Eso le había prometido el príncipe Doran. Arys se había llevado una desagradable sorpresa al ver lo envejecido y enfermo que estaba el dorniense, pero no dudaba de su palabra.
—Siento no haber podido conoceros hasta ahora, ni haber recibido a la princesa Myrcella —le había dicho Martell a Arys cuando lo recibió en sus estancias—. Espero que mi hija Aryanne os haya dado una bienvenida adecuada a Dorne, ser.
—Sí, mi príncipe —respondió al tiempo que rezaba para que no lo traicionara el rubor.
—Nuestra tierra es yerma y abrupta, pero no carece de lugares bellos. Nos duele que lo único que hayáis visto de Dorne sea Lanza del Sol, pero mucho me temo que ni vos ni vuestra princesa estaríais a salvo fuera de estos muros. Los dornienses somos un pueblo de sangre ardiente; nos enfurecemos deprisa y tardamos en perdonar. Desearía de todo corazón poder deciros que las Serpientes de Arena eran las únicas que anhelaban la guerra, pero no quiero mentiros, ser. Ya habéis oído a mi gente en las calles, gritándome que convoque a las lanzas. Mucho me temo que es lo mismo que desea la mitad de mis señores.

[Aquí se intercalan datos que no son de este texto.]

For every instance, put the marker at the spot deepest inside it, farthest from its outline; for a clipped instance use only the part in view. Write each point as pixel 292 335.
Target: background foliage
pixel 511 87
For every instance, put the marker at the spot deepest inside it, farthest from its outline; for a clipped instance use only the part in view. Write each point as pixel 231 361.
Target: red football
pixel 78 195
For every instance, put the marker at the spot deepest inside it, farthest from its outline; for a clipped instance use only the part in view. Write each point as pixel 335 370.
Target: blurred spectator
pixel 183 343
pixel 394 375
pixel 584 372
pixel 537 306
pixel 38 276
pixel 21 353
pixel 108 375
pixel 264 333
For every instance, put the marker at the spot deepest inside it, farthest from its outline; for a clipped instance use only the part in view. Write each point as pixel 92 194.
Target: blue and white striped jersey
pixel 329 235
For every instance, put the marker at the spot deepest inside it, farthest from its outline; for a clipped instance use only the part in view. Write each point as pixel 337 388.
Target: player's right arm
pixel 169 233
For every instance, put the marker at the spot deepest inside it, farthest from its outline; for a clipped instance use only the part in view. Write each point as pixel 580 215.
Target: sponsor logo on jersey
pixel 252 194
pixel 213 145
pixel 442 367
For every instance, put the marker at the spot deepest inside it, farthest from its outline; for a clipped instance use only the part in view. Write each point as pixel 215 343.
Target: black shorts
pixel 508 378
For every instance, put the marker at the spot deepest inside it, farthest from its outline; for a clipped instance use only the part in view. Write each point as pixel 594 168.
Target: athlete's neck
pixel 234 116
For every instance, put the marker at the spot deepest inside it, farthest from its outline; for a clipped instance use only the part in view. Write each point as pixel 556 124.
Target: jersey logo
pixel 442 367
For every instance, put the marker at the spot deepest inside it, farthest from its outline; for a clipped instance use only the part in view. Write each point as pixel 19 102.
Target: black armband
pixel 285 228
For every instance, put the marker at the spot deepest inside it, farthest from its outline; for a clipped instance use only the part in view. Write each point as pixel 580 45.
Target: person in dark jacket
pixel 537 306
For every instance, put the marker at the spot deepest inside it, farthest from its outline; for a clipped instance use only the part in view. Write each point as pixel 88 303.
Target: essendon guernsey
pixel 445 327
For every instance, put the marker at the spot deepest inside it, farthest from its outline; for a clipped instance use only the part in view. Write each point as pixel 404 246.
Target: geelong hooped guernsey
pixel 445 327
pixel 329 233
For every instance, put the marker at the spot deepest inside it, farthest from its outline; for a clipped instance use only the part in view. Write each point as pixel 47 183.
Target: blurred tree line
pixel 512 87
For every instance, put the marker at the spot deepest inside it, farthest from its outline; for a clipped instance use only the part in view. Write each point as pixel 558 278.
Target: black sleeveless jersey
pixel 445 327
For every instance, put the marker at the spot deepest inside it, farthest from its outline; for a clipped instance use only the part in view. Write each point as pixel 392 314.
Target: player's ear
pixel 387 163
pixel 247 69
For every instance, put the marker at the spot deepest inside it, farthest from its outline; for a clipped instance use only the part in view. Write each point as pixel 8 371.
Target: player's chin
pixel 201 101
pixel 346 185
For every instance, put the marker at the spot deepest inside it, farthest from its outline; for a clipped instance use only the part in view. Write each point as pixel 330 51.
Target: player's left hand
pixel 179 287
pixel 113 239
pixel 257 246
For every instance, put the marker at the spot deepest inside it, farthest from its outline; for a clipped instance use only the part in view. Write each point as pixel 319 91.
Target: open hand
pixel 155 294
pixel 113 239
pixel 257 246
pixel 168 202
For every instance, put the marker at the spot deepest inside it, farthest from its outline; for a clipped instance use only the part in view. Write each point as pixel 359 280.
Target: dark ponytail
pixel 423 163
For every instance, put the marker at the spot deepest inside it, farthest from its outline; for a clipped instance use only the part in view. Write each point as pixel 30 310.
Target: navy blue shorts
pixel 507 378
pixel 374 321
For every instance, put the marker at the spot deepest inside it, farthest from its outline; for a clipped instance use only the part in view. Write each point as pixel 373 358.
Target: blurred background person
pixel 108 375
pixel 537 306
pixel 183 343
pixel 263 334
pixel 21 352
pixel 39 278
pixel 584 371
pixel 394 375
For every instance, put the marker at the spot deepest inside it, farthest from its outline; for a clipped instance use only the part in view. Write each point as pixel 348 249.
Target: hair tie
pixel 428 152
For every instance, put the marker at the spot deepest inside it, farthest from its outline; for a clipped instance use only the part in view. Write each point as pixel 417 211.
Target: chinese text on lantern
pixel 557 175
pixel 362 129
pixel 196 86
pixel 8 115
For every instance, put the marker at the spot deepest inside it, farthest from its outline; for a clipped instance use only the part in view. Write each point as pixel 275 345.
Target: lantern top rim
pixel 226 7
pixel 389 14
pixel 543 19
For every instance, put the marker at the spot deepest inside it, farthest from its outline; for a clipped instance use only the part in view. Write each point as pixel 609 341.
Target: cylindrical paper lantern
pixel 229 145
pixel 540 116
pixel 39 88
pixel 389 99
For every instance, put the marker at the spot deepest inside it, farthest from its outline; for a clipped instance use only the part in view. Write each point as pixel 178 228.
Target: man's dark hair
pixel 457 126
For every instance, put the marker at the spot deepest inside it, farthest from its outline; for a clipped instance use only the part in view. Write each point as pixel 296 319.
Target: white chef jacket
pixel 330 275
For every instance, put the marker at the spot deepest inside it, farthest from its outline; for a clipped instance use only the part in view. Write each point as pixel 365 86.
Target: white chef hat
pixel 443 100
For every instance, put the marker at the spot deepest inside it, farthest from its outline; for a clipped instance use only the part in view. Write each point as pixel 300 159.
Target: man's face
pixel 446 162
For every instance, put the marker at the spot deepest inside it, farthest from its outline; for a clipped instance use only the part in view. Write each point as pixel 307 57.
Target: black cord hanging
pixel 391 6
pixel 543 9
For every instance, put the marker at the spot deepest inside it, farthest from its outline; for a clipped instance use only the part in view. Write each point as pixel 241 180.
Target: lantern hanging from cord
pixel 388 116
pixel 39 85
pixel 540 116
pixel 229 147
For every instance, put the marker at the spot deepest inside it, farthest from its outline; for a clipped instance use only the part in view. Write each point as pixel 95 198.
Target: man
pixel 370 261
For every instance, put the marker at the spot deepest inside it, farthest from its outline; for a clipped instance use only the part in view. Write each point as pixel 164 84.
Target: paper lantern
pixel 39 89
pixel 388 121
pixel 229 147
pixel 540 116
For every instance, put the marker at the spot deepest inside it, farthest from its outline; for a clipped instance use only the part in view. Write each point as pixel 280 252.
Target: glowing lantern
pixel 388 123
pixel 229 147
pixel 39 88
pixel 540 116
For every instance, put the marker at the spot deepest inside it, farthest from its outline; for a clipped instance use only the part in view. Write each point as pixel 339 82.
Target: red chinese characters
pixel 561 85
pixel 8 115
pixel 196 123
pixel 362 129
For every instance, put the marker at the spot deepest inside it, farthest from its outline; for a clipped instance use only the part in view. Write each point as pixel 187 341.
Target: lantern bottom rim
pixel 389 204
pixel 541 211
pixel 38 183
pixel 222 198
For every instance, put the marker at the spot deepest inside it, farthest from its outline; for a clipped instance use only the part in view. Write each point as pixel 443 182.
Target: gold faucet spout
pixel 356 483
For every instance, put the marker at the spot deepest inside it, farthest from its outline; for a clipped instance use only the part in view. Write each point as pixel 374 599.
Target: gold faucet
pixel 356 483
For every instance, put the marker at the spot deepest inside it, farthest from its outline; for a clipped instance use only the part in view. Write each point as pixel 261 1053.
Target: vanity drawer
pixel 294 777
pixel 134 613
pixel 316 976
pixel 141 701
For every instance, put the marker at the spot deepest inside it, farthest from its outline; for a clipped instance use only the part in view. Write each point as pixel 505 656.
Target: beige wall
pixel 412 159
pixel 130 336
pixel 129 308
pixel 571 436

—¿Y vos, mi príncipe? —se atrevió a preguntar el caballero.
—Hace mucho, mi madre me enseñó que sólo los locos libran batallas perdidas. —Si la brusquedad de la pregunta lo había ofendido, el príncipe Doran disimuló bien—. Pero esta paz es frágil... Tan frágil como vuestra princesa.
—Sólo un animal le haría daño a una niña.
—Mi hermana Elia también tenía una niña. Se llamaba Rhaenys. Y también era una princesa. —El príncipe suspiró—. Los que serían capaces de apuñalar a la princesa Myrcella no tienen nada contra ella, igual que Ser Amory Lorch no tenía nada contra Rhaenys cuando la mató, si es que fue él. Sólo quieren obligarme a actuar, porque si la princesa Myrcella fuera asesinada en Dorne estando bajo mi protección, ¿quién prestaría oídos a mis explicaciones?
—Nadie le hará ningún daño a Myrcella mientras yo viva.
—Noble juramento —replicó Doran Martell con un atisbo de sonrisa—, pero sólo sois un hombre, ser. Tenía la esperanza de que encerrar a mis testarudas sobrinas contribuyera a calmar las aguas, pero lo único que hemos conseguido es que las cucarachas vuelvan a esconderse bajo las alfombras. Todas las noches los oigo susurrar mientras afilan los cuchillos.
«Tiene miedo —comprendió Ser Arys en aquel momento—. ¡Pero si le están temblando las manos! El príncipe de Dorne está aterrado.» Se quedó sin palabras.
—Tenéis que disculparme, ser —continuó el príncipe Doran—. Estoy delicado de salud, y a veces... A veces, Lanza del Sol me agota con tanto ruido, tanta suciedad, estos olores... En cuanto mis deberes me lo permitan tengo intención de regresar a los Jardines del Agua. Y me llevaré a la princesa Myrcella. —Antes de que el caballero pudiera protestar, el príncipe alzó una mano de nudillos rojos e hinchados—. Vos también vendréis. Y su septa, sus doncellas y sus guardias. Los muros de Lanza del Sol son altos, pero tras ellos está la ciudad de la sombra. Cientos de personas entran y salen cada día del castillo. Los Jardines son mi refugio. El príncipe Maron los hizo construir como regalo para su prometida Targaryen, para celebrar el enlace de Dorne con el Trono de Hierro. Allí, el otoño es una estación deliciosa. Los días son cálidos y las noches frescas, y la brisa salada sopla del mar, las fuentes y los estanques. Y hay otros chiquillos de noble cuna. Myrcella tendrá amigos de su edad con los que jugar. No estará sola.
—Como digáis. —Las palabras del príncipe le resonaban en la cabeza.
«Allí estará a salvo.» Pero entonces, ¿por qué le había dicho Doran Martell que no escribiera a Desembarco del Rey para contar lo del traslado? «Myrcella estará más segura si nadie sabe exactamente dónde se encuentra.» Ser Arys se había mostrado de acuerdo, aunque en realidad no tenía otra elección. Era caballero de la Guardia Real, pero, como había dicho el príncipe, sólo era un hombre.